To help smallholder tobacco farmers achieve alternate livelihoods, the Foundation is introducing its Agricultural Transformation Initiative (ATI), which will develop new approaches to support farmers who are over-reliant on their singular tobacco crops. The Foundation will seek partnerships with corporate, philanthropic, agricultural, rural development, and smallholder experts to:
- Identify innovative, context-specific alternative crops and livelihood possibilities for farmers
- Implement viable business models to create new demand for alternative crops, products, and/or services
- Create an enabling environment for these new livelihood strategies through targeted policy and resilience-building strategies at all levels of scale
ATI will begin its work in Malawi, where more than 80% of the country’s total labor force is in the agricultural sector, with the majority working as smallholder farmers. Malawi is one of the world’s most heavily tobacco-dependent economies. Tobacco accounts for over 60% of the country’s total annual earnings and 13% of the economy as measured by the gross domestic product (GDP). In 2015, 53%i of Malawi’s total export value was attributed to tobacco. According to the government of Malawi, 43.6%ii of Malawi’s $1.1 billion dollars in total export value in 2015 came from tobacco.

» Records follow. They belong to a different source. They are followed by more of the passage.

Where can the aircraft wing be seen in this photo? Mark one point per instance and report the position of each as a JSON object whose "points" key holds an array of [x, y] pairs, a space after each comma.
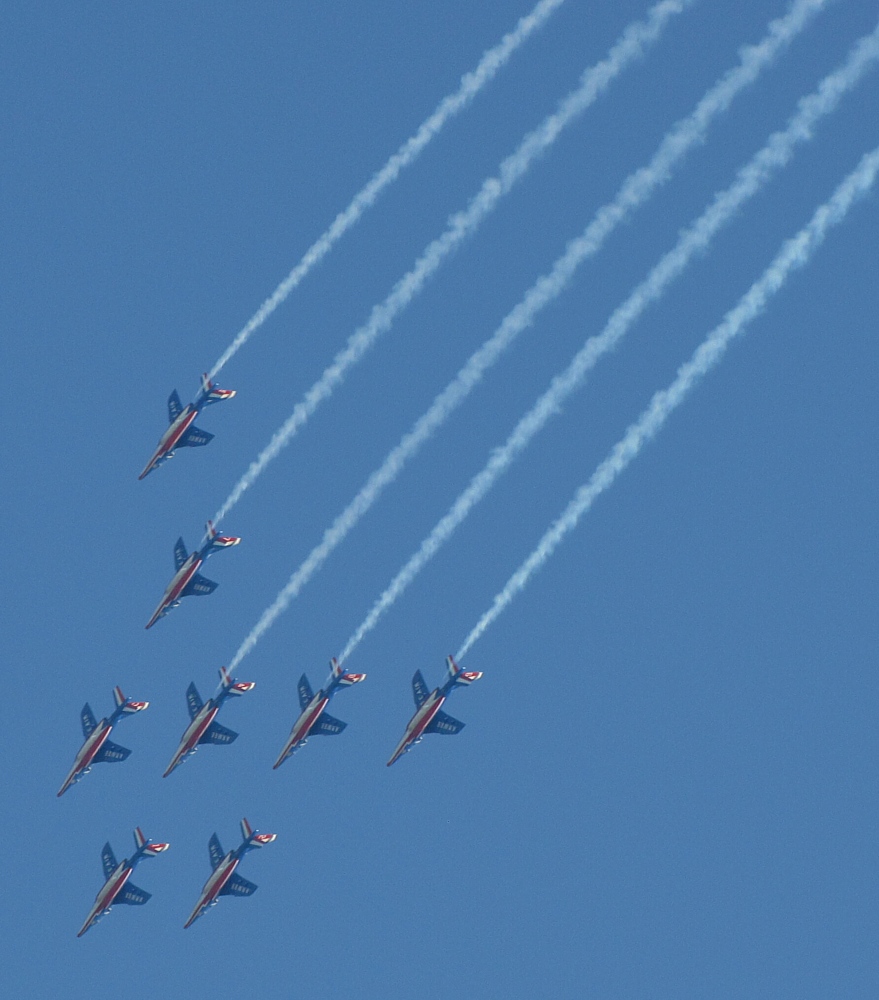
{"points": [[445, 724], [175, 407], [89, 723], [305, 692], [199, 586], [419, 689], [110, 753], [215, 733], [180, 554], [328, 726], [108, 860], [215, 851], [194, 437], [132, 895], [237, 886], [193, 701]]}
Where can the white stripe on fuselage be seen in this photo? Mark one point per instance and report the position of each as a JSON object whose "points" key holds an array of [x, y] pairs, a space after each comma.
{"points": [[219, 877], [194, 731], [87, 753], [419, 722], [304, 724], [108, 893], [178, 583], [312, 712], [173, 434]]}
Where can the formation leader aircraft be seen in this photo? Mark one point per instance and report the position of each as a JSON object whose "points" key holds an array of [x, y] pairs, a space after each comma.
{"points": [[182, 433], [187, 581], [203, 728], [224, 880], [97, 748], [117, 888], [429, 717], [313, 719]]}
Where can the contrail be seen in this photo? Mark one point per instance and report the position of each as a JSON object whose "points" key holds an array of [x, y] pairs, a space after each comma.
{"points": [[630, 46], [750, 179], [471, 83], [795, 253], [634, 191]]}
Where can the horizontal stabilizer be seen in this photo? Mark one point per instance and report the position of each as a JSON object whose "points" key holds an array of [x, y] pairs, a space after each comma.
{"points": [[445, 724], [419, 689], [175, 407], [215, 851], [215, 733], [194, 437], [305, 692], [199, 586], [237, 886], [193, 701], [89, 723], [108, 860], [110, 753], [180, 554], [132, 895], [326, 725]]}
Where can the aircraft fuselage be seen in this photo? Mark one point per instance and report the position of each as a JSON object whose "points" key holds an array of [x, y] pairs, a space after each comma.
{"points": [[108, 893]]}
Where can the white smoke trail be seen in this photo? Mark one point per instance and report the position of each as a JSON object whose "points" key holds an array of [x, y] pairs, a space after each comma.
{"points": [[594, 81], [471, 83], [750, 179], [795, 253], [634, 191]]}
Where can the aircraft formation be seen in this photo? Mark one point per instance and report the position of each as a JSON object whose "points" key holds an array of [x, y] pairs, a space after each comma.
{"points": [[203, 728]]}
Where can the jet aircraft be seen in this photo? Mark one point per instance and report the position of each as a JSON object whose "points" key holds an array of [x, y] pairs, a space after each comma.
{"points": [[182, 433], [224, 880], [313, 720], [203, 728], [117, 888], [187, 581], [428, 716], [97, 748]]}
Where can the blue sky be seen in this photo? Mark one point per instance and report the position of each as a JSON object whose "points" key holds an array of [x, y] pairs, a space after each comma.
{"points": [[667, 782]]}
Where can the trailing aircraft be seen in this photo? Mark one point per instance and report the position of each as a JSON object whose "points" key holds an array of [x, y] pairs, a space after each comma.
{"points": [[187, 581], [97, 748], [182, 433], [203, 728], [428, 716], [313, 719], [117, 888], [224, 880]]}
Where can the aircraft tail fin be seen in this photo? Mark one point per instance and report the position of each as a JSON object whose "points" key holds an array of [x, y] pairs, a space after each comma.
{"points": [[218, 541], [342, 677], [228, 683], [459, 675], [254, 839], [149, 849], [128, 706], [212, 393]]}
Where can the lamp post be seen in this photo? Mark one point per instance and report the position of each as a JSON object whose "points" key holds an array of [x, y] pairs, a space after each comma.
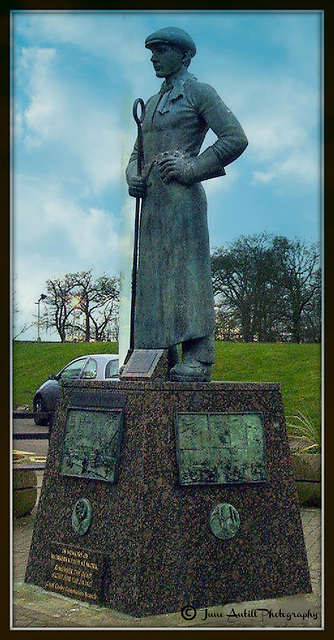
{"points": [[42, 297]]}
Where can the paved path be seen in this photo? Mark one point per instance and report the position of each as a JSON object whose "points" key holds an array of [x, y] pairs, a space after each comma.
{"points": [[35, 608]]}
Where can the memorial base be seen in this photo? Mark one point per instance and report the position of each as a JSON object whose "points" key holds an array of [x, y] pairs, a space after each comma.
{"points": [[130, 530]]}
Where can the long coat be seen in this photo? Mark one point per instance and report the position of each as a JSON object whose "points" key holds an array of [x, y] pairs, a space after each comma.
{"points": [[174, 300]]}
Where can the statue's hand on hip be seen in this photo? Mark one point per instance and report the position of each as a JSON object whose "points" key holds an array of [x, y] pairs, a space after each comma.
{"points": [[176, 168], [137, 187]]}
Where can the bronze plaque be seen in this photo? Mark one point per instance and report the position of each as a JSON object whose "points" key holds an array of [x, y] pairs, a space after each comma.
{"points": [[142, 363], [220, 448], [76, 573], [92, 443]]}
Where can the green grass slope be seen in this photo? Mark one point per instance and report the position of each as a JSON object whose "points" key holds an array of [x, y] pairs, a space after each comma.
{"points": [[296, 367]]}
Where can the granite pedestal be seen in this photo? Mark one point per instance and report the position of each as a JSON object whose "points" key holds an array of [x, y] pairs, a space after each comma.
{"points": [[149, 546]]}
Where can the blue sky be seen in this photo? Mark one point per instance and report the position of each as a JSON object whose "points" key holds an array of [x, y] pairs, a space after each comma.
{"points": [[75, 76]]}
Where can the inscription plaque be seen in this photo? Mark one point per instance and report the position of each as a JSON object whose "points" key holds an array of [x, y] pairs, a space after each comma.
{"points": [[142, 363], [76, 573], [220, 448], [92, 443]]}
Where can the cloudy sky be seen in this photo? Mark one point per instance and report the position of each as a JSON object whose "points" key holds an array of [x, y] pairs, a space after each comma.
{"points": [[75, 76]]}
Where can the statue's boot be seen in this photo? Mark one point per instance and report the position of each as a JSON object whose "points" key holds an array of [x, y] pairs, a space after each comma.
{"points": [[191, 370]]}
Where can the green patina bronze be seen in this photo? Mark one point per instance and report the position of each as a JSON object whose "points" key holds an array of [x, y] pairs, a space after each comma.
{"points": [[220, 448], [174, 300], [92, 444]]}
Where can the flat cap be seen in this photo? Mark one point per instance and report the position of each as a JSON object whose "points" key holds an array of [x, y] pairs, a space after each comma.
{"points": [[172, 36]]}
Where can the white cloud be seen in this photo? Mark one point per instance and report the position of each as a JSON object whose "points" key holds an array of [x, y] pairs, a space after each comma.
{"points": [[48, 221], [80, 126]]}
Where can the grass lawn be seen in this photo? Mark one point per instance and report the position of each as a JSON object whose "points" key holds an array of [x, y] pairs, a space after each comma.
{"points": [[296, 367], [33, 363]]}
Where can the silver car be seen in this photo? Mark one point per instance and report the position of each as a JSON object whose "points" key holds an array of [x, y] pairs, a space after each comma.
{"points": [[92, 367]]}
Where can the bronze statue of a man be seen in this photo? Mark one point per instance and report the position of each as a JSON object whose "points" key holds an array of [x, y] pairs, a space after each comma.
{"points": [[174, 300]]}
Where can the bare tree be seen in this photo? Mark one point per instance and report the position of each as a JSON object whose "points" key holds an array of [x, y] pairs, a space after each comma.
{"points": [[270, 285], [82, 306]]}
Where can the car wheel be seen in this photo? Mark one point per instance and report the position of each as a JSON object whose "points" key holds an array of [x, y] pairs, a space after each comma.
{"points": [[39, 407]]}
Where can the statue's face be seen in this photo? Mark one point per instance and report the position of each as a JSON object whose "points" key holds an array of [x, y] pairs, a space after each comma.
{"points": [[166, 60]]}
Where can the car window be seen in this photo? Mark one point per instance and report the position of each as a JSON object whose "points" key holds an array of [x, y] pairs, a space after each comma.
{"points": [[90, 369], [112, 369], [73, 370]]}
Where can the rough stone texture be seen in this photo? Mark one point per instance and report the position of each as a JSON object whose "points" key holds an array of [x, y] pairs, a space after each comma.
{"points": [[160, 553]]}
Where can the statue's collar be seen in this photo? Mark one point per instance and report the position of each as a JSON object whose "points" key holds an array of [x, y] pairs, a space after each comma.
{"points": [[169, 94]]}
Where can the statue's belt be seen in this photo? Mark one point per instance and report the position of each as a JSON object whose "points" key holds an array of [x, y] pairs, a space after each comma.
{"points": [[172, 153]]}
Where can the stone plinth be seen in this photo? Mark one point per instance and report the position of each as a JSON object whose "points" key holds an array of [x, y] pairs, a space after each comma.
{"points": [[149, 547]]}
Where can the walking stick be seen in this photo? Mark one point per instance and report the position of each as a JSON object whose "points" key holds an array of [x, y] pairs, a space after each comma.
{"points": [[139, 120]]}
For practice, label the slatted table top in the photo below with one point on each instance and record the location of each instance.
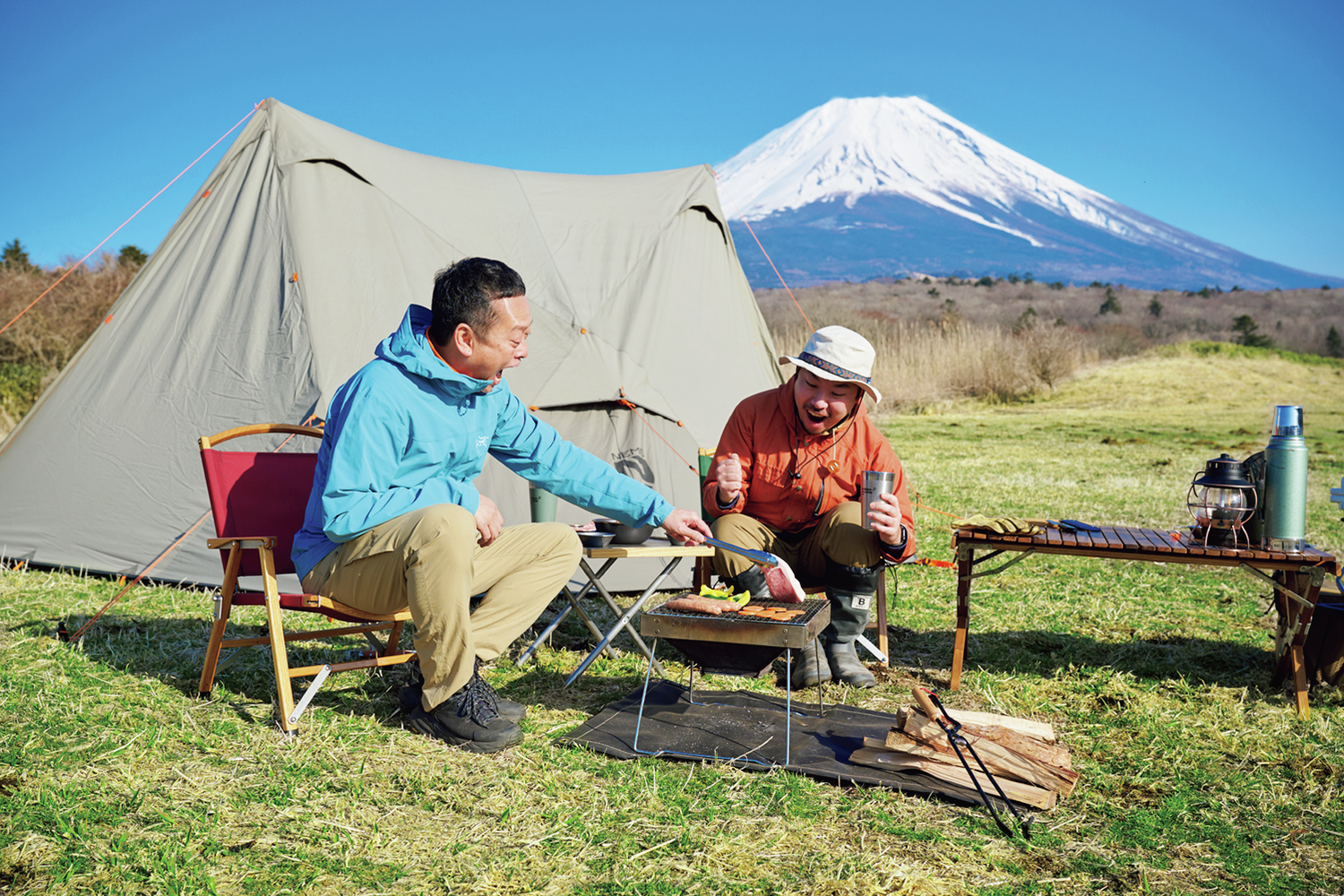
(1139, 543)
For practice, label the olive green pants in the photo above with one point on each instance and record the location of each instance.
(429, 560)
(838, 535)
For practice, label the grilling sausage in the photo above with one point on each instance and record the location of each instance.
(702, 605)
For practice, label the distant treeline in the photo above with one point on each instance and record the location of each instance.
(39, 341)
(941, 339)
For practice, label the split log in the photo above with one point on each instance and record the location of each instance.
(894, 761)
(1027, 727)
(1030, 747)
(999, 759)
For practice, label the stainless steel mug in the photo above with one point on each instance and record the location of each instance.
(874, 484)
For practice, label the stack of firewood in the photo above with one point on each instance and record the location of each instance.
(1021, 754)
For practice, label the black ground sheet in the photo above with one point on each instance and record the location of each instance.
(739, 726)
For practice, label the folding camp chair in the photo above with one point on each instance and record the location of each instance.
(258, 501)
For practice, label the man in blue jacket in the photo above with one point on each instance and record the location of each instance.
(394, 519)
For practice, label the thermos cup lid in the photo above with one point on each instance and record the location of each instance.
(1288, 419)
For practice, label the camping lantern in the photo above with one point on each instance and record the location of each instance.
(1222, 500)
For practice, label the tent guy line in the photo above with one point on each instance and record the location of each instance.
(75, 266)
(747, 225)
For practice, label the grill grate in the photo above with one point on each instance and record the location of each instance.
(809, 610)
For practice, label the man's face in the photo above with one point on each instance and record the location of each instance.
(822, 403)
(505, 343)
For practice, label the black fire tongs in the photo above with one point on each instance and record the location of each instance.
(935, 710)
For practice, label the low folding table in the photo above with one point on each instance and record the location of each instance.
(1296, 578)
(660, 548)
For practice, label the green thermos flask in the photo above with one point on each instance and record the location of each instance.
(1285, 482)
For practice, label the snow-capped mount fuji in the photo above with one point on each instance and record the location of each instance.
(886, 185)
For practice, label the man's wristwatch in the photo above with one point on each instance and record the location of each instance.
(892, 552)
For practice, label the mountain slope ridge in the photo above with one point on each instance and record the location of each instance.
(851, 151)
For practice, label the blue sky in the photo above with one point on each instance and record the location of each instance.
(1222, 118)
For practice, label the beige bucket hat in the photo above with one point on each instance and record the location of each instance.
(840, 355)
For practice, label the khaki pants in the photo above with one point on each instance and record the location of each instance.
(838, 535)
(429, 560)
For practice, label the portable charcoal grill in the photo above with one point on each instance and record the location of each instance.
(731, 643)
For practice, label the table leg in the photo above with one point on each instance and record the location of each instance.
(1295, 619)
(959, 650)
(574, 605)
(624, 622)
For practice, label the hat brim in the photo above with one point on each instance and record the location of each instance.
(827, 375)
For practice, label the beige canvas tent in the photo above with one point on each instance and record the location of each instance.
(300, 253)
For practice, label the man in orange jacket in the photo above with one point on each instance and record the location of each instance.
(788, 478)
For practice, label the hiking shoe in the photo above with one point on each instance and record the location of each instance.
(505, 708)
(470, 720)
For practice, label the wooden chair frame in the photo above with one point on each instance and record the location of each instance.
(367, 624)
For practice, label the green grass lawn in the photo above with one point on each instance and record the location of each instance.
(1196, 775)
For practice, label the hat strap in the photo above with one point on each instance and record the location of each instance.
(832, 368)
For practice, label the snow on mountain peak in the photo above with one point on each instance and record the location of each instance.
(905, 145)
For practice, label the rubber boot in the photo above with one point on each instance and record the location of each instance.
(750, 581)
(809, 667)
(851, 591)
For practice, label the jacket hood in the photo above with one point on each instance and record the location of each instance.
(409, 349)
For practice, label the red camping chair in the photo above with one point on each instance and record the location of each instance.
(258, 501)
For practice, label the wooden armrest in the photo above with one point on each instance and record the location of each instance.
(242, 540)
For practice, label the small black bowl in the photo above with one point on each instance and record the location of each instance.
(626, 535)
(596, 538)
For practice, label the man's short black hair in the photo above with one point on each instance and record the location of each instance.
(464, 293)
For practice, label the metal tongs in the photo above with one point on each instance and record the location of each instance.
(763, 557)
(935, 710)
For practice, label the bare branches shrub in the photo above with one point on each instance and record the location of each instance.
(53, 331)
(922, 363)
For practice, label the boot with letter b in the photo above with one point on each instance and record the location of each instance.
(851, 591)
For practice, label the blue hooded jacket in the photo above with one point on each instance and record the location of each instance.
(408, 432)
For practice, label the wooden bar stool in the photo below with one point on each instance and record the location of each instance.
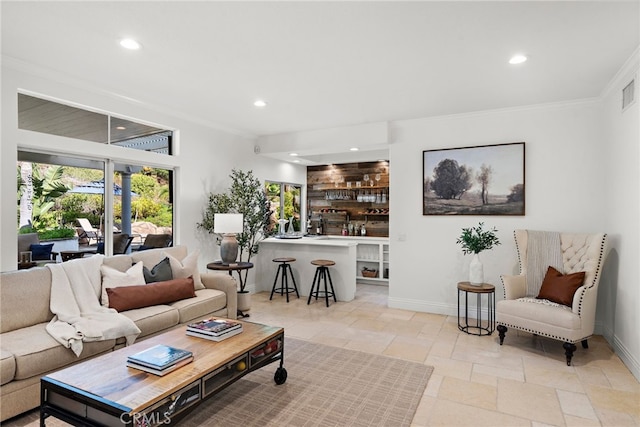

The singular focus of the ATI in Malawi is to identify viable economic alternatives for smallholder tobacco farmers, as well as to explore and invest in alternate profitable market opportunities. Diversifying an economy as important as tobacco is not as simple as switching to another crop. We must create an entirely new set of economic drivers and build a case for the structured investment required to make it a reality.
We look forward to working with a wide range of partners to bring change to Malawi. Our first step is to issue a Request for Expressions of Interest to operate and manage a new Center for Agricultural Transformation in Malawi. The Center’s goal is ultimately to transform the lives of Malawian smallholder tobacco farmers. The Center will do so by leveraging innovation in agricultural science and technology.
According to the WHO, 90% of tobacco is grown within low- and middle-income countries, where four in five smokers live. Our work here is just the first step in a robust ATI plan. We agree with Klaus Schwab, Founder and Executive Chairman of the World Economic Forum who wrote in his book, The Fourth Industrial Revolution, “…new technologies are fusing the physical, digital, and biological worlds, impacting all disciplines, economies, and industries.” We must ensure that African tobacco farmers are part of this Fourth Industrial Revolution.